Vous l’avez répété des milliers de fois à vos élèves. Mission accomplie ? Ce n’est pas ce que vous constatez à la correction de leur dernière situation d’écriture. Mémoriser une règle de grammaire ne signifie pas savoir l’utiliser correctement. Avez-vous déjà songé à utiliser la littérature jeunesse pour concrétiser ces apprentissages ? À vos marques, prêts, sortez vos cartes de bibliothèque !

Pourquoi utiliser la littérature jeunesse ?

Utiliser la littérature jeunesse pour enseigner la grammaire

Lorsqu’il est question de grammaire, les élèves du primaire et du secondaire revoient les notions d’une année à l’autre en les approfondissant davantage. Bien que des nuances soient apportées et que de nouveaux contenus viennent s’intégrer aux anciens, les élèves ont la déplaisante impression de revoir sans cesse les mêmes choses. Mettons-nous dans la peau d’un élève avec des défis d’apprentissage, qui peine depuis son primaire à appliquer correctement des règles grammaticales. Sauteriez-vous de joie à l’idée de faire une énième feuille d’exercices sur les fonctions syntaxiques ou les participes passés ? Probablement pas ! 

 

D’abord, l’utilisation de la littérature jeunesse amène un côté ludique à un enseignement largement considéré comme ennuyeux par les élèves. C’est aussi une excellente façon d’apprendre des notions de façon contextualisée, en plus de pouvoir enrichir le répertoire littéraire des élèves, leur faire découvrir de nouveaux auteurs et réinvestir leurs habiletés à apprécier des œuvres. De plus, l’évolution de la vision de la grammaire devrait également faire évoluer nos pratiques. Pour favoriser la compréhension, nous devrions insister sur le sens de la grammaire ainsi que sur son application dans des situations concrètes et authentiques ; situations qu’offrent les romans et albums. 

 

Fini, le temps où la grammaire n’était qu’une présentation d’exceptions morcelées ! Utiliser la littérature jeunesse est l’occasion de choisir les textes ou les extraits à présenter aux élèves. Offrez-leur du contenu qui correspond à leurs intérêts, à leurs besoins et à leur pointure de lecteur. 

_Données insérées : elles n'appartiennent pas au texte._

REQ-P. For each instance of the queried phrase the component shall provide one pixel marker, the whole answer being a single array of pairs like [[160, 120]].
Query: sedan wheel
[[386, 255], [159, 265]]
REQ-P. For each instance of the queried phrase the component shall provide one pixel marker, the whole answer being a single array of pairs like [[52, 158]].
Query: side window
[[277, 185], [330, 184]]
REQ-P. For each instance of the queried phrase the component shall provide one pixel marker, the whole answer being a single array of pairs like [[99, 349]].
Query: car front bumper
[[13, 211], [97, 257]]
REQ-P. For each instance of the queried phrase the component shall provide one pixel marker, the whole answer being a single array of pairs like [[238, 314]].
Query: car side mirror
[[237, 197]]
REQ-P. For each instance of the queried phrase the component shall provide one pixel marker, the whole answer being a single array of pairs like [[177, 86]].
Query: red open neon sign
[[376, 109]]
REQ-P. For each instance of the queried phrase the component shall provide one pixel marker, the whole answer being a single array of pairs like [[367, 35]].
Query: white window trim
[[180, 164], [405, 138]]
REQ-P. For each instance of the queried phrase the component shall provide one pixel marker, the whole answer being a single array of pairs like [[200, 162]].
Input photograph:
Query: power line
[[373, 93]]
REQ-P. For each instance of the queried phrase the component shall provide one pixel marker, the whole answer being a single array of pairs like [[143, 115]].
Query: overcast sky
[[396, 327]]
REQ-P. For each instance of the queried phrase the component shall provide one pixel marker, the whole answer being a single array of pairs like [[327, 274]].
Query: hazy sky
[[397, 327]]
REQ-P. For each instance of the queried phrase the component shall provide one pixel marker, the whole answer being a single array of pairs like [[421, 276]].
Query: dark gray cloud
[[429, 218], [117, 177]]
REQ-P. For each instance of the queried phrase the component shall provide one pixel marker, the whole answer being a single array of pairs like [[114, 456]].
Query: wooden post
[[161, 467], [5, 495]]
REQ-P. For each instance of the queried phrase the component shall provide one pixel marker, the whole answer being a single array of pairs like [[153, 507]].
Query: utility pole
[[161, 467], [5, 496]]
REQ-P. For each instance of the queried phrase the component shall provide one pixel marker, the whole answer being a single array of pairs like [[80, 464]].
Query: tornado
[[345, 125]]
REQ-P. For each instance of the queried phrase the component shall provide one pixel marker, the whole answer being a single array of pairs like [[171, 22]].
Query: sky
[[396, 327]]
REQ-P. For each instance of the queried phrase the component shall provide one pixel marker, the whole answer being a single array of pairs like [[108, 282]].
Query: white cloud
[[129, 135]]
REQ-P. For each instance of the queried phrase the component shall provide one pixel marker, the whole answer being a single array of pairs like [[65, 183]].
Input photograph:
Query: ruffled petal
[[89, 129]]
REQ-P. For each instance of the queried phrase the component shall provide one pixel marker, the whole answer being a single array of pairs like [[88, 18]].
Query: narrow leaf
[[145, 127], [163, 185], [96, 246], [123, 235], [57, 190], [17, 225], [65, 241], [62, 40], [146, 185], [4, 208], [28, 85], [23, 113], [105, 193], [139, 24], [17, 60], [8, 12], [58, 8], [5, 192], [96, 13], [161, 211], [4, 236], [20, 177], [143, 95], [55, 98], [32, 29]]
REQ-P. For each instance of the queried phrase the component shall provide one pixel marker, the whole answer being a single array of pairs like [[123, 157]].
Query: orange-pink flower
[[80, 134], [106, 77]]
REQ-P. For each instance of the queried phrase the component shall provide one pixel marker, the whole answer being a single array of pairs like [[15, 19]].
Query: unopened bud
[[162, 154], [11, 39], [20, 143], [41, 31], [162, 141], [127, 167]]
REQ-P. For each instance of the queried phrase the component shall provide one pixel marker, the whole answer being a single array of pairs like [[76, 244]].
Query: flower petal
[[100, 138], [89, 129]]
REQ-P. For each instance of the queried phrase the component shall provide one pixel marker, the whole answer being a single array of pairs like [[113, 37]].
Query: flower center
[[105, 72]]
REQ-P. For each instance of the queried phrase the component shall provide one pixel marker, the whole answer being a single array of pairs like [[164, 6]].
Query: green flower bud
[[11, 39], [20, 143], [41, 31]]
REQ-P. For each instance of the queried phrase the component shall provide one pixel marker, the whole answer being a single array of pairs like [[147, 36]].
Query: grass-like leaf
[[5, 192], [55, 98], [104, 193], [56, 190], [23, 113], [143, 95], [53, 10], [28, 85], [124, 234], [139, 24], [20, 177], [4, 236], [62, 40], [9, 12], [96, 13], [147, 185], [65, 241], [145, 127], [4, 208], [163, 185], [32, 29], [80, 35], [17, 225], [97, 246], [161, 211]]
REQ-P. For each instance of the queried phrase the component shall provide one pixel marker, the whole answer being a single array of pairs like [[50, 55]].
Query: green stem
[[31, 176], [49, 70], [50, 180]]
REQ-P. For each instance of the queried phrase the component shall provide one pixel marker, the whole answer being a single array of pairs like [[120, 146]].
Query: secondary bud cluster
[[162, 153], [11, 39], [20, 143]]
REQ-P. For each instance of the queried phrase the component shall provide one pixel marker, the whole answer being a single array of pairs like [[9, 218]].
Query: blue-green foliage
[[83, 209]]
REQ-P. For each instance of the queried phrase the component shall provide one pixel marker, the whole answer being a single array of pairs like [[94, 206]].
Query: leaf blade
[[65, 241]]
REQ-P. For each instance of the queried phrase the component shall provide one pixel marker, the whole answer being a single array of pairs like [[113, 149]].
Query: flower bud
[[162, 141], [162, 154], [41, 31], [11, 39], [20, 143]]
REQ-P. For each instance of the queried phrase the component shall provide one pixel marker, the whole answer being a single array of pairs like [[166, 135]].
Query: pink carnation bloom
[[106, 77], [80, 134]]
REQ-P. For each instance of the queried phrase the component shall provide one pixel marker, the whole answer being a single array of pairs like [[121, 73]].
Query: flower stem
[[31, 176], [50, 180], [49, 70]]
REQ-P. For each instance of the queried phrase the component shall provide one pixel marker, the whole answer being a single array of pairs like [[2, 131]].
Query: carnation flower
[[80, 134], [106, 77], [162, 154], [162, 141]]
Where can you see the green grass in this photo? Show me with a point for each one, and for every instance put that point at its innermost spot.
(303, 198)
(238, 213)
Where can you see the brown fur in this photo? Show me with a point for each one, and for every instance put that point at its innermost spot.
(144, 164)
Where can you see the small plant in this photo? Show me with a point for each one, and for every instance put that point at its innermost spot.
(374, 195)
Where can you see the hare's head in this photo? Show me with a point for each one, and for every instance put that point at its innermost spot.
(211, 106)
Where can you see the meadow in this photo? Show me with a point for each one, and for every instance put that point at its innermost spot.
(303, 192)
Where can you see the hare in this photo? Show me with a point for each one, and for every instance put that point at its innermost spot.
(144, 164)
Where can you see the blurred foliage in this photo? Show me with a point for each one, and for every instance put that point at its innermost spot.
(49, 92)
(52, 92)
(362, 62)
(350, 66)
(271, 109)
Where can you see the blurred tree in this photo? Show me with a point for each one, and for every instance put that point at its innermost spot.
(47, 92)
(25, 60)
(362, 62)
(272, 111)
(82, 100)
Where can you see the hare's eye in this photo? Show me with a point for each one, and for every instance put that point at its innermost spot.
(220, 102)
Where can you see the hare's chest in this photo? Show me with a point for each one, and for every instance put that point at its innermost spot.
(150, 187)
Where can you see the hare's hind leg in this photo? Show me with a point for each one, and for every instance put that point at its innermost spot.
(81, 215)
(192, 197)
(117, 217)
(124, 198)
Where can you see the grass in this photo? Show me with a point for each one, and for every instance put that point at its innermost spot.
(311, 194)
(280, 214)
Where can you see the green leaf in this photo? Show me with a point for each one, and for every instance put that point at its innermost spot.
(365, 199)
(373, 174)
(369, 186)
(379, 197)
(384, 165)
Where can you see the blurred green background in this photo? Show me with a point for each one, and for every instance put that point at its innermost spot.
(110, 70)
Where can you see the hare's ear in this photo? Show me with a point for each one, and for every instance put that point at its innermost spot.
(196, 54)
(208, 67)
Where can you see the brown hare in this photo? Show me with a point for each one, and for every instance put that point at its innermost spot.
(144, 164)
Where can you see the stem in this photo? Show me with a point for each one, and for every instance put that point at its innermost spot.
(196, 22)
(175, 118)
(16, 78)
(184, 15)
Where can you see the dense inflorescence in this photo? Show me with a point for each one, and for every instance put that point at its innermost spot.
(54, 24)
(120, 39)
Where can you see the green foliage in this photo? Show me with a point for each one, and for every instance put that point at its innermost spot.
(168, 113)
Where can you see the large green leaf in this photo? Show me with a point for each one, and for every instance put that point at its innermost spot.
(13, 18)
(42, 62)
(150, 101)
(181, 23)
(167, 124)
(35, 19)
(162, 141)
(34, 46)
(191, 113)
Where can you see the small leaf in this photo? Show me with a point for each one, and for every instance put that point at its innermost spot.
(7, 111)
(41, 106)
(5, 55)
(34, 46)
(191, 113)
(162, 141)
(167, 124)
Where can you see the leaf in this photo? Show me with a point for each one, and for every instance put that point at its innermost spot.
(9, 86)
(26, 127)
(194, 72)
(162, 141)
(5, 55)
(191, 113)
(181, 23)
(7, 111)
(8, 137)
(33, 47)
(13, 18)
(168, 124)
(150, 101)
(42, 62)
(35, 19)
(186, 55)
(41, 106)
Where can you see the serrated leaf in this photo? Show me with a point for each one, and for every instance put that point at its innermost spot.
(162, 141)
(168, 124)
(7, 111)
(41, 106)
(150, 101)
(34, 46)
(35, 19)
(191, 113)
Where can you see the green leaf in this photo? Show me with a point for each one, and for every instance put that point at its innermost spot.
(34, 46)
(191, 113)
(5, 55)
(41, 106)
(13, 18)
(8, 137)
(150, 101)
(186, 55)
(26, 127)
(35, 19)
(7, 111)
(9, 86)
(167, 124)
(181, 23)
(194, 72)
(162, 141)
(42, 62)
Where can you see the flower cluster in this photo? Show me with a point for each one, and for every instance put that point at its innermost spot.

Construction de la phrase et groupes de mots

Le fait d’utiliser des œuvres littéraires permet d’exposer les élèves à des phrases riches et variées, où l’auteur met en pratique des procédés pour donner une profondeur et une authenticité à son propos, ce qui n’est pas réellement le cas dans les exercices d’un manuel de grammaire. On peut s’amuser à reprendre le style de l’auteur et jouer avec ses phrases en demandant aux élèves d’identifier certains constituants de la phrase, certaines classes de mots, des groupes de mots ainsi que leurs fonctions syntaxiques, puis de les déplacer, retirer ou modifier.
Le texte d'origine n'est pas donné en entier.